Last edited by sbahnhof 7 on 26 November 2016 8:56pm
SW
Steve Williams
I'd forgotten how good that one looked. It was probably quite ahead of its time too.

Has there ever been a "Champions League scorebar" that was used in many countries, or has each channel always done its own thing?


Don't think so - in the UK we've never had one, at least. Sky's used to be in the Champions League font, as is BT's, but ITV always did their own thing. That font in the mid-nineties was also used on ITV for all their other football at the time, which probably they wouldn't be allowed to do now.

At that time, the BBC also had a commentary-free audio feed on the red button.

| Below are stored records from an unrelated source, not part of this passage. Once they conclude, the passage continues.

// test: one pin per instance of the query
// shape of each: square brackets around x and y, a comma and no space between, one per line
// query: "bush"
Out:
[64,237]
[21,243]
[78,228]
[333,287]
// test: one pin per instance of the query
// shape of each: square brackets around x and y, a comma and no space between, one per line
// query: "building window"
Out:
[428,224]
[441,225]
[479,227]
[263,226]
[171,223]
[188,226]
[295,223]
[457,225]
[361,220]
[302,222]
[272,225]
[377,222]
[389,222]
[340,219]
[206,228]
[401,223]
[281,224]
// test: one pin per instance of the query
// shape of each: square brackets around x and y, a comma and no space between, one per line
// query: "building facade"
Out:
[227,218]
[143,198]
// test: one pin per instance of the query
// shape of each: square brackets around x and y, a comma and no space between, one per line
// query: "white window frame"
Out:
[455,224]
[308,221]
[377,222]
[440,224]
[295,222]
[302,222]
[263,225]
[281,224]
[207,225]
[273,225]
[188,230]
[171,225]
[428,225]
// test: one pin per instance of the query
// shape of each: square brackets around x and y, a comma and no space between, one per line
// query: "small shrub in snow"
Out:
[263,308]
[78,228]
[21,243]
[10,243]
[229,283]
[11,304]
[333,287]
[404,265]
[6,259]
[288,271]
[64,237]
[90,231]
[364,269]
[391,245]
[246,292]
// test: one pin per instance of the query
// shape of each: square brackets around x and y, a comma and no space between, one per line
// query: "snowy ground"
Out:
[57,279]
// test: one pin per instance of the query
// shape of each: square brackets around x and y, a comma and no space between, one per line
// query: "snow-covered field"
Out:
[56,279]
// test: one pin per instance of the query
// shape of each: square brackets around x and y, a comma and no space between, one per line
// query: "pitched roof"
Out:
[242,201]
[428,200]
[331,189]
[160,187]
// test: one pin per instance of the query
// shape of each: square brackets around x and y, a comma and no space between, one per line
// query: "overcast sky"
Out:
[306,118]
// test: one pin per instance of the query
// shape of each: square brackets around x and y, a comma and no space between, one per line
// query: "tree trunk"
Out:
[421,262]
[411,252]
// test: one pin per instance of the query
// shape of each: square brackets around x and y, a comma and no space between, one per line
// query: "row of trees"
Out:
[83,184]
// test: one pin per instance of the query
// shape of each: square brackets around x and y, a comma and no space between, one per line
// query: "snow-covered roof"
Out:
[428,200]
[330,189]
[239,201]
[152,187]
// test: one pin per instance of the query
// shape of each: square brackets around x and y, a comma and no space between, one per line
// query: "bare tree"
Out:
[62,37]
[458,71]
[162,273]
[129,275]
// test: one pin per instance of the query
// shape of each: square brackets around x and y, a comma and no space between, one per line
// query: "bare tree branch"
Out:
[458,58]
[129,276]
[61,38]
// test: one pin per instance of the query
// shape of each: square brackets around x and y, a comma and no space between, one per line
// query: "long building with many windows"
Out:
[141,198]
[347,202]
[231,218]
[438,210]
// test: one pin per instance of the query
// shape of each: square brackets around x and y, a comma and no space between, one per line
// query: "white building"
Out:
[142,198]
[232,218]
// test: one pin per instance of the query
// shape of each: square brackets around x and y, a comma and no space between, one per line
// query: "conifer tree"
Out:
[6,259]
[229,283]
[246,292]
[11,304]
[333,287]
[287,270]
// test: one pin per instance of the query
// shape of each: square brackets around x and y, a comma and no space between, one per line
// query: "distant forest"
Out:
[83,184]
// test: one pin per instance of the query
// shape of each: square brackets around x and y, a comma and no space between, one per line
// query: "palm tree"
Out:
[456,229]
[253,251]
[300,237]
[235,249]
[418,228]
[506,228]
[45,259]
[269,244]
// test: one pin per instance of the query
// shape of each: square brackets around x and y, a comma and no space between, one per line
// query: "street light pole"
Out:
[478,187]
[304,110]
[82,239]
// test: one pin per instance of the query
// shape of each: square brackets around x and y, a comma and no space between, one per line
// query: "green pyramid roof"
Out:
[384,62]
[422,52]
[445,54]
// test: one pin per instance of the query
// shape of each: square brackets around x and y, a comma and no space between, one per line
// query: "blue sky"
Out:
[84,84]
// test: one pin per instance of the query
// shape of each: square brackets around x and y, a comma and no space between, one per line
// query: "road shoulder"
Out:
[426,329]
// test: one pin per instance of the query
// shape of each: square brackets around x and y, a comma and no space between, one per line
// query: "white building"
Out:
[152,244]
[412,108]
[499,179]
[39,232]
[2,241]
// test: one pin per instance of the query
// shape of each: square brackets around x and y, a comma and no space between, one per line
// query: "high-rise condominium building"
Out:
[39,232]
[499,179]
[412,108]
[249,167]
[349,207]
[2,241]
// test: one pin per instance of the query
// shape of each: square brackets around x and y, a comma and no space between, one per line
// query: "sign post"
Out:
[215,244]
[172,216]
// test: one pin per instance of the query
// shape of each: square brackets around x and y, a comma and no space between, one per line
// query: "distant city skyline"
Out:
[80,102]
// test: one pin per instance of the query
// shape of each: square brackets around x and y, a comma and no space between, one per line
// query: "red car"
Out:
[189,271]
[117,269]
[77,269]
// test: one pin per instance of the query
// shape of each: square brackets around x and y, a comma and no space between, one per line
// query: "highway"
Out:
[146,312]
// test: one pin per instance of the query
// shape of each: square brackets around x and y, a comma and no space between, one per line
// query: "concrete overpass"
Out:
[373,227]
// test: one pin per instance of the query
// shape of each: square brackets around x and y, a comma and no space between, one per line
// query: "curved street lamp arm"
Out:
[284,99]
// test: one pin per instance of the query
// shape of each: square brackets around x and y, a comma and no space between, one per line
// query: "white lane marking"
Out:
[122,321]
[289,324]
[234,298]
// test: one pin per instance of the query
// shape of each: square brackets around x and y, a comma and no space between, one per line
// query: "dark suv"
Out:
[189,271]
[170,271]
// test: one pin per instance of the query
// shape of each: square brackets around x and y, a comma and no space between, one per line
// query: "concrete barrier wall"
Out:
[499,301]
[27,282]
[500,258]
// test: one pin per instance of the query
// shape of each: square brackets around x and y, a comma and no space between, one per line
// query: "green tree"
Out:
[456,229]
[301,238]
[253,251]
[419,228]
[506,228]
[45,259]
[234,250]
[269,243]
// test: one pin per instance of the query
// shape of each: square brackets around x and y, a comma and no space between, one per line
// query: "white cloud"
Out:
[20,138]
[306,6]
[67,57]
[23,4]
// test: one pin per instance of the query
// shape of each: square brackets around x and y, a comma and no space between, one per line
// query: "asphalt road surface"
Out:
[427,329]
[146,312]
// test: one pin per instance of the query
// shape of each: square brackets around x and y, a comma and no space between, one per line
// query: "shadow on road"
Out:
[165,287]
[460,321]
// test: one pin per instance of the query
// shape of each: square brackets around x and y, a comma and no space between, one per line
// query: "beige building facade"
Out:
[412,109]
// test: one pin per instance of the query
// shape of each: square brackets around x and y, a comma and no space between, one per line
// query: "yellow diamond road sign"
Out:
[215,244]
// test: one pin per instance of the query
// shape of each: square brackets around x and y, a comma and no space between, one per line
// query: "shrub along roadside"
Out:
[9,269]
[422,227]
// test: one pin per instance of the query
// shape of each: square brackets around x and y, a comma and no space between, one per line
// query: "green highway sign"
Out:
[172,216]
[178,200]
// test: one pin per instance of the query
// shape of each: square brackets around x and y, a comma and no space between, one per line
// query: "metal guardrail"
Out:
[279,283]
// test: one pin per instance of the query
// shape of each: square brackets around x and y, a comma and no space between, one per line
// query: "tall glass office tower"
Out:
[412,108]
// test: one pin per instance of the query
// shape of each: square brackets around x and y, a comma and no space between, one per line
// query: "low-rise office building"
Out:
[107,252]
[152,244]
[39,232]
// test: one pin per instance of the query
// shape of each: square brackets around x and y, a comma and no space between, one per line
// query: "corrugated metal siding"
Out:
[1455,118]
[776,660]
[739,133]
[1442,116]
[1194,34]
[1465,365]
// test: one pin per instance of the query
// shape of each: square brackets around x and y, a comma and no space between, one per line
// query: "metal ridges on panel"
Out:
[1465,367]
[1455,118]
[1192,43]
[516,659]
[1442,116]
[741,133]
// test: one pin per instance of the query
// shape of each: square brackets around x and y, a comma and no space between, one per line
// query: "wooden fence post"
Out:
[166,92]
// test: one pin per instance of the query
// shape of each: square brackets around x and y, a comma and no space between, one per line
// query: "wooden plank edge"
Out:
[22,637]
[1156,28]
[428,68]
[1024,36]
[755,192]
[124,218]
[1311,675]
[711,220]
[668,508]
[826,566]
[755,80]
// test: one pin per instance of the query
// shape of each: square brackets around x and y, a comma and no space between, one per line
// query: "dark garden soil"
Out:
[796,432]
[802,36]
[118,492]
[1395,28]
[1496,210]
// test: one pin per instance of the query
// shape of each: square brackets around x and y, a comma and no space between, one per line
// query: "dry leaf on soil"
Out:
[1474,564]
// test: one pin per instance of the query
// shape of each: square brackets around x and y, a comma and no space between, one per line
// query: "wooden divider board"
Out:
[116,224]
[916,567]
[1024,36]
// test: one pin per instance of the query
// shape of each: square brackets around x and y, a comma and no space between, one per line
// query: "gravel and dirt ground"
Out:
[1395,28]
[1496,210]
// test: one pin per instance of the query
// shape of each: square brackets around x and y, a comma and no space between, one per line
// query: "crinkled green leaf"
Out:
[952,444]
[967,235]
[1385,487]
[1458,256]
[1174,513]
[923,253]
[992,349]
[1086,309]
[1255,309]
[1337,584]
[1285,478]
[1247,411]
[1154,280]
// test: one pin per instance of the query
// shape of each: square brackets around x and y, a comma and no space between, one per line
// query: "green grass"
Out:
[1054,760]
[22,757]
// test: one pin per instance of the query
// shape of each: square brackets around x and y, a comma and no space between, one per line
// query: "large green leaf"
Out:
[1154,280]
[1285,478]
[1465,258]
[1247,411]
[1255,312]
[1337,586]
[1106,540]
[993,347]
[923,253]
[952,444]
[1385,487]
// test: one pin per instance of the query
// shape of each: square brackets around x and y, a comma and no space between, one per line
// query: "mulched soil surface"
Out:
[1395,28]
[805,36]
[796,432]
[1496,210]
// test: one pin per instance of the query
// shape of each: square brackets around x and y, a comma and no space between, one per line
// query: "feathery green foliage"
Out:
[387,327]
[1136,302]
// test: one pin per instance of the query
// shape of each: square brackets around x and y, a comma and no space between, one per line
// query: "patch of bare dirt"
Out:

The red button offerings on the Beeb from 2001-04 were really interesting, actually, because they also had what was billed as a "tactical commentary" - an alternative commentary with various graphics, replays and alternate camera angles, plus the ability for viewers to email in. In fact, what this usually entailed was Ian Dennis and Steve Claridge, off-tube, chatting away (I remember one match where George Burley had done the previous game and Claridge repeatedly tried to get Dennis to suggest he was better than him) and slagging off all the people who emailed in. I didn't watch it all the time but it made for entertaining viewing, and they would often be far more candid and outspoken than the usual commentators - I remember watching England vs Slovakia via it in 2003, when England were awful, and then scored twice in the last five minutes and Claridge went "oh no!" when the second went in and said everyone would forget how bad they'd been for the rest of the match.

They offered it on more or less all their live England and FA Cup games in 2001-04, the period when that was all they had, up to and including Euro 2004, but stopped when they got the Premier League back and had far more football so couldn't lavish so much on one game. But it was good fun.